Niva knelt beside him, her fingers trembling as she traced the glyphs. Hours passed. The others kept watch, wary of spies and wandering beasts. But Jazz never looked away. When Niva finally spoke, her voice was dry, awed, and fearful.
"It speaks of a kingdom. Powerful, ancient. Destroyed by the ancestors of the World Government. And of a weapon... hidden beneath the sea."
Jazz felt a jolt of adrenaline pulse through him. So the rumors were true. The Void Century had been scrubbed clean because it held the key to absolute power.
He rose slowly. "We're not just taking the world by force," he said. "We're going to unmake it. One truth at a time."
A flare lit the sky suddenly—red and crackling. A warning.
"Ship approaching!" one of his men shouted from the ridge above. "Marine sails!"
Jazz's eyes narrowed.
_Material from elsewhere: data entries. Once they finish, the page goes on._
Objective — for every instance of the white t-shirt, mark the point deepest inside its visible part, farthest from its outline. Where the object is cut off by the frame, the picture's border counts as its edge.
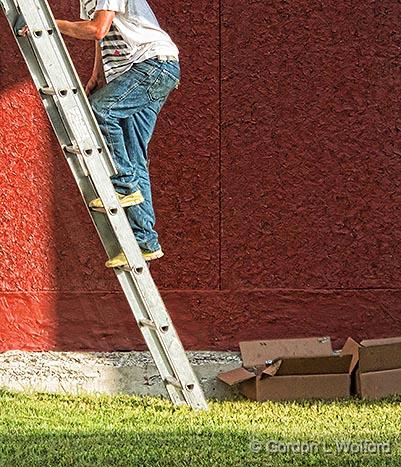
(135, 34)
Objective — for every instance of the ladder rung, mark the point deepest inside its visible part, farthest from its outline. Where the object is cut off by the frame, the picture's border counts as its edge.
(148, 323)
(72, 149)
(173, 381)
(47, 91)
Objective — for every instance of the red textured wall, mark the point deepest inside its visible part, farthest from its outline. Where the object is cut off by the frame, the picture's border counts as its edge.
(277, 184)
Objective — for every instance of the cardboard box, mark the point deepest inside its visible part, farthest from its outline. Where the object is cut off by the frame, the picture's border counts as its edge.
(291, 369)
(378, 369)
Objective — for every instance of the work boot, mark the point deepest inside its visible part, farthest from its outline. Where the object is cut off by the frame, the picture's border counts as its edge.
(125, 201)
(120, 260)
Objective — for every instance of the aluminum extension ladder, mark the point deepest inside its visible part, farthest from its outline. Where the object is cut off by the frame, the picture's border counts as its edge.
(87, 155)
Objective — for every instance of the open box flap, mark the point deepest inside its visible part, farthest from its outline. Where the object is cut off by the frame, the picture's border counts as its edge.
(256, 353)
(380, 356)
(313, 366)
(238, 375)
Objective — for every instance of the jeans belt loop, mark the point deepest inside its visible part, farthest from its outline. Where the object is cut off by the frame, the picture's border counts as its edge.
(166, 58)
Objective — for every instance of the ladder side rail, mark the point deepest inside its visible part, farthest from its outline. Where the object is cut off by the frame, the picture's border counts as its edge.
(164, 344)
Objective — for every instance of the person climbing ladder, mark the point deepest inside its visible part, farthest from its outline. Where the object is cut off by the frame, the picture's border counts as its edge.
(136, 67)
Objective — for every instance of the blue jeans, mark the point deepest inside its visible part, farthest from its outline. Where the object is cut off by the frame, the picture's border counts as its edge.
(126, 110)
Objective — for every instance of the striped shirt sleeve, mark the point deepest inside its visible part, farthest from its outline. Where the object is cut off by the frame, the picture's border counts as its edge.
(82, 12)
(112, 5)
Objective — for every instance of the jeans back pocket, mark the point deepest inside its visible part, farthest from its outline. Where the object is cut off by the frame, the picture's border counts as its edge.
(163, 85)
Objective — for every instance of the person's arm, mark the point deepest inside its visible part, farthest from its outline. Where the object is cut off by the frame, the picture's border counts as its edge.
(94, 29)
(97, 80)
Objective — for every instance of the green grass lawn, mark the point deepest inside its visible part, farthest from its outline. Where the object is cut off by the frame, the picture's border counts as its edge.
(49, 430)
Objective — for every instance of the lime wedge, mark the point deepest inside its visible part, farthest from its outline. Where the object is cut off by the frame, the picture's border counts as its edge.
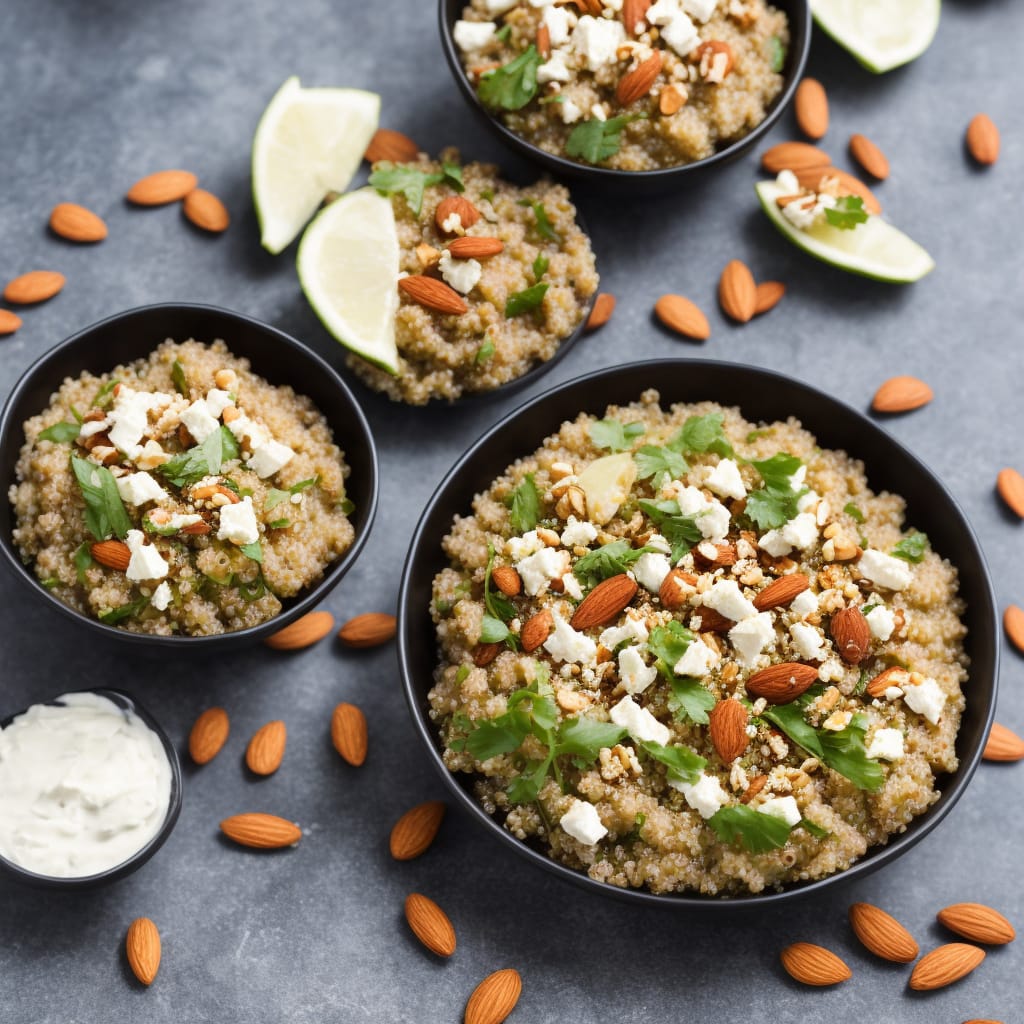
(348, 268)
(308, 142)
(875, 249)
(881, 34)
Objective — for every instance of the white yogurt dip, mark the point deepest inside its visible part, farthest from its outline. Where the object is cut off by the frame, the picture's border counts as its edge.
(83, 785)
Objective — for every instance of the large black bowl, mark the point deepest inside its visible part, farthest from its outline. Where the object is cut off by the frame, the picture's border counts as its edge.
(637, 182)
(273, 354)
(762, 395)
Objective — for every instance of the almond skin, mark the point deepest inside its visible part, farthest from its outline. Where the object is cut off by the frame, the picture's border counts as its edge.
(945, 965)
(209, 734)
(430, 925)
(348, 733)
(813, 965)
(142, 949)
(494, 998)
(415, 830)
(303, 632)
(883, 934)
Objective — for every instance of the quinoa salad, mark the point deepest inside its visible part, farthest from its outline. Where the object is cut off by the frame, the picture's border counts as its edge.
(493, 278)
(626, 84)
(687, 652)
(180, 494)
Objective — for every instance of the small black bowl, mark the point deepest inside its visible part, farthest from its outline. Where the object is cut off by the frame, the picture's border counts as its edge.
(129, 706)
(637, 182)
(273, 354)
(761, 394)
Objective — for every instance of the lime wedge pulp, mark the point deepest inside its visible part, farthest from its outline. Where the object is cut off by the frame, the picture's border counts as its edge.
(348, 268)
(881, 34)
(875, 249)
(308, 142)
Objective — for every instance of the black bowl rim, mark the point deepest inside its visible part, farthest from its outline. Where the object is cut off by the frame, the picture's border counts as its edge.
(799, 47)
(879, 857)
(127, 704)
(334, 572)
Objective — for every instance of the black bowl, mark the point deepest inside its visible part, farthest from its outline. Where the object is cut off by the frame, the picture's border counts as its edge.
(761, 394)
(137, 859)
(637, 182)
(273, 354)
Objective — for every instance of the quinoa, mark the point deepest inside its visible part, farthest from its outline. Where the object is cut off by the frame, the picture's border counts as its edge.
(213, 584)
(650, 801)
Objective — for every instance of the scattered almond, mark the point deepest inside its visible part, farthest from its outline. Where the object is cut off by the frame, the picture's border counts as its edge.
(415, 830)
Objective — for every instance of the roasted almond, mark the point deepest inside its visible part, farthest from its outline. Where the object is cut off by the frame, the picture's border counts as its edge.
(415, 830)
(430, 925)
(36, 286)
(604, 602)
(261, 832)
(978, 923)
(781, 683)
(813, 965)
(494, 998)
(901, 394)
(432, 294)
(883, 934)
(369, 630)
(348, 733)
(142, 949)
(736, 291)
(303, 632)
(164, 186)
(680, 314)
(944, 966)
(266, 749)
(209, 734)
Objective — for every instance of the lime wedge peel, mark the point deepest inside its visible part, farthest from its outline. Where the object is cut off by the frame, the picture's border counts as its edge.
(348, 268)
(880, 34)
(308, 142)
(875, 249)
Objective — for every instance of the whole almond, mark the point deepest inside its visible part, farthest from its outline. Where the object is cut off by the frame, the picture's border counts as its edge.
(266, 749)
(869, 157)
(1003, 744)
(209, 734)
(901, 394)
(348, 733)
(883, 934)
(261, 832)
(76, 223)
(978, 923)
(432, 294)
(206, 211)
(781, 683)
(494, 998)
(781, 591)
(680, 314)
(430, 925)
(983, 139)
(415, 830)
(604, 306)
(736, 291)
(945, 965)
(142, 949)
(604, 602)
(390, 144)
(303, 632)
(811, 108)
(36, 286)
(113, 554)
(369, 630)
(727, 729)
(813, 965)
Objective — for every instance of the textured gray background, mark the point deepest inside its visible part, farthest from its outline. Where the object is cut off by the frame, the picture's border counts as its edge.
(96, 94)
He had hoped to keep this visit quiet, but fate seemed eager to test him.
"Let them come," he said, turning toward the smoke-blackened shore. "They think they're chasing ghosts. Let's show them the dead fight back."
By the time the Marine ship neared, Jazz stood alone atop the cliffs, his coat whipping in the rising wind. The young Vice Admiral leading the charge stepped forward, bold and bright-eyed, unaware of the nightmare he was about to meet.
"You're trespassing on a restricted island!" the officer barked. "By order of the World Government, you will stand down and surrender!"
Jazz stepped forward, a slow, measured pace. His eyes glowed like coals.
"You serve tyrants who burned the truth," he said, voice cutting through the wind. "Now the fire returns… and it burns hotter than before."
The Vice Admiral raised his blade, ready to give the order.
But Jazz had already moved.
A burst of Conqueror's Haki exploded from him, invisible but suffocating. Dozens of Marines collapsed instantly, eyes rolling back. Even the Vice Admiral staggered, bleeding from the nose.
And then Jazz struck.
In seconds, the battle became a massacre. Cold, efficient, and brutal. Not a man was spared. When it was over, the ship burned, a floating torch in the dark sea.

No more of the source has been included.